If you want prime examples of what is wrong with our federal courts and our immigration policies, two recent cases show how much harm liberal activists who masquerade as “impartial” judges can do—and how illegal immigrants not only game our enforcement system but actually make money off of it.

The first case involves an illegal immigrant, Cecil Harvey, who was deported back to Barbados in 2007, although that did not stop him from filing a lawsuit courtesy of the Cardozo School of Law. Harvey has just been paid $145,000 by the state of New York for supposed violations of his “civil rights” after a ruling by a federal judge against New York. The state’s violation? They held Harvey at Rikers Island for 35 days under an immigration detainer warrant before he was turned over to Immigration and Customs Enforcement (ICE).

Harvey was in Rikers, after three previous arrests, because he had once again been arrested for public drunkenness and drug possession. But federal regulations, for which there is no rational rhyme or reason, specify that an illegal immigrant being held by local authorities under a detainer warrant issued by ICE can be held for only 48 hours. So if ICE doesn’t pick the alien up almost immediately—something that this Administration has demonstrated it has no interest in doing—then local authorities have to release the illegal immigrant, no matter what federal crimes he may have committed in addition to his obvious immigration violations.

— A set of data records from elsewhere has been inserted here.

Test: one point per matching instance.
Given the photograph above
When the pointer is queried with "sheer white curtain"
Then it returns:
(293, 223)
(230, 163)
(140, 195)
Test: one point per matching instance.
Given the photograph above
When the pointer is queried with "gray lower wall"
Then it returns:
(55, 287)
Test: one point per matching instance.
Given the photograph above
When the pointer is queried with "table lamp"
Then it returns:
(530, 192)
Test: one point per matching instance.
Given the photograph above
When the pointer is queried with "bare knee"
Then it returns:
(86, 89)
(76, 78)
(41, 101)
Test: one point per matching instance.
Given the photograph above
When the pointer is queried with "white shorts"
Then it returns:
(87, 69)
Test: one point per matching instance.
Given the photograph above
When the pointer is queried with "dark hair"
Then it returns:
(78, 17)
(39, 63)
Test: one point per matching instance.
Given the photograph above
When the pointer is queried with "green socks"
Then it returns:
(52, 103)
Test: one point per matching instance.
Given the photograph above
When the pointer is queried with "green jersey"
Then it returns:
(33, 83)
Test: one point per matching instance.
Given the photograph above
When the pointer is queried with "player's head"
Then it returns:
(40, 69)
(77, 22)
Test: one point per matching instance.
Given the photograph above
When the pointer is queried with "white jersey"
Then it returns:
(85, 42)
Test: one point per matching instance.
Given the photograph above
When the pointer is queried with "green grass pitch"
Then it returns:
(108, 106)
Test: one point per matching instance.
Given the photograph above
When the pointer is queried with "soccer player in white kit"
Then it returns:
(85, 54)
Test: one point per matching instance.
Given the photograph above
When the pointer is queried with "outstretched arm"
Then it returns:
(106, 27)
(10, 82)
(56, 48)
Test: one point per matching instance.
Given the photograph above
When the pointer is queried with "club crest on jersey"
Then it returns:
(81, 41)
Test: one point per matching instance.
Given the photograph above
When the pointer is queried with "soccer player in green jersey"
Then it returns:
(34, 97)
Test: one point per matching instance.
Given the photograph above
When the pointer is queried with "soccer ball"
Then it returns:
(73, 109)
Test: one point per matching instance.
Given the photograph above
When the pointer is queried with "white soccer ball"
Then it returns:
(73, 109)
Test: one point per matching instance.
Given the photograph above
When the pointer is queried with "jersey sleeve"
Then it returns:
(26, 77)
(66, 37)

If we had a rational, common-sense immigration enforcement policy, then our rules would specify that if you are in this country illegally, then local, state, and federal authorities have the legal right to detain you when you are caught until you can be deported. Yet in this case, a habitual criminal who was admittedly in this country illegally, and who was eventually deported, now gets $145,000 in taxpayer funds to “compensate” him for being in jail for a month! I won’t even talk about the outrageousness of the fact that he wasn’t deported the first time he was arrested instead of after his fourth arrest.

The second case involves a whole group of illegal immigrants who were arrested by ICE in raids in New Haven, Connecticut—a town that welcomes illegal immigrants, even issuing them identification cards. The aliens filed a lawsuit claiming violations of their Fourth and Fifth Amendment rights because ICE arrested them in personal residences without search or arrest warrants. Keep in mind that these alien plaintiffs were in the United States illegally; in fact, Clinton appointee Judge Stefan Underhill specifically notes that these illegal immigrants did “not challenge their detention.” In other words, there is no question they had violated federal immigration laws and were here illegally.

However, Underhill is very careful to refer to these illegal immigrants as “undocumented aliens” in his 43-page court order that refused to grant all of the government’s motions to dismiss (which means the case will go forward). The use of that term is always an easy clue to the liberal views of an activist federal judge, who in this case has allowed a lawsuit to proceed against ICE agents who were doing their jobs. “Undocumented aliens” is an Orwellian term that has no legal meaning and was made up by Jimmy Carter’s INS Commissioner Leonel Castillo, one of the most unqualified political appointees to ever hold that office, in order not to offend radical Hispanic separatist groups by using the legally accurate term “illegal aliens.” It is the equivalent of calling a drug pusher an “unlicensed pharmacist.”

The end result is that this liberal federal judge believes that illegal immigrants who were detained in residential raids by ICE—aliens who did not challenge their detention—have claims against the government because ICE allegedly detained them without an arrest warrant or probable cause. This despite the fact that federal law (8 U.S.C. §1252) denies federal judges such as Judge Underhill the jurisdiction to review a discretionary decision of the Attorney General or the Secretary of Homeland Security—such as the decisions to detain these illegal immigrants. The same federal law makes it clear that “judicial review of all questions of law and fact, including interpretation and application of constitutional and statutory provisions, arising from any action taken … to remove an alien from the United States” (which would include Fourth and Fifth Amendment claims) can be raised only in a “judicial review of a final order.” But this case was not filed over a final order of removal, and the illegal immigrants had not contested their detention, so Judge Underhill was essentially ignoring federal statutory limitations on his power to review the claims raised by these illegal immigrants in a separate lawsuit.

The good news, however, is that with legislatures starting their new sessions in many states, The New York Times is reporting that at least six states are planning to introduce Arizona-style laws intended to combat illegal immigrants, including Georgia, Mississippi, Nebraska, Oklahoma, Pennsylvania, and South Carolina. It is true that parts of Arizona’s law were declared “unconstitutional” by a federal district court, a decision that Arizona has appealed to the Ninth Circuit. But that decision was wrongly decided on very specious grounds and ignored prior precedent. It is probable that lawsuits filed against other states that pass Arizona-style laws will not have the same results. This would also open up other fronts in the legal battle against the Justice Department’s unprecedented and unwarranted lawsuit against Arizona.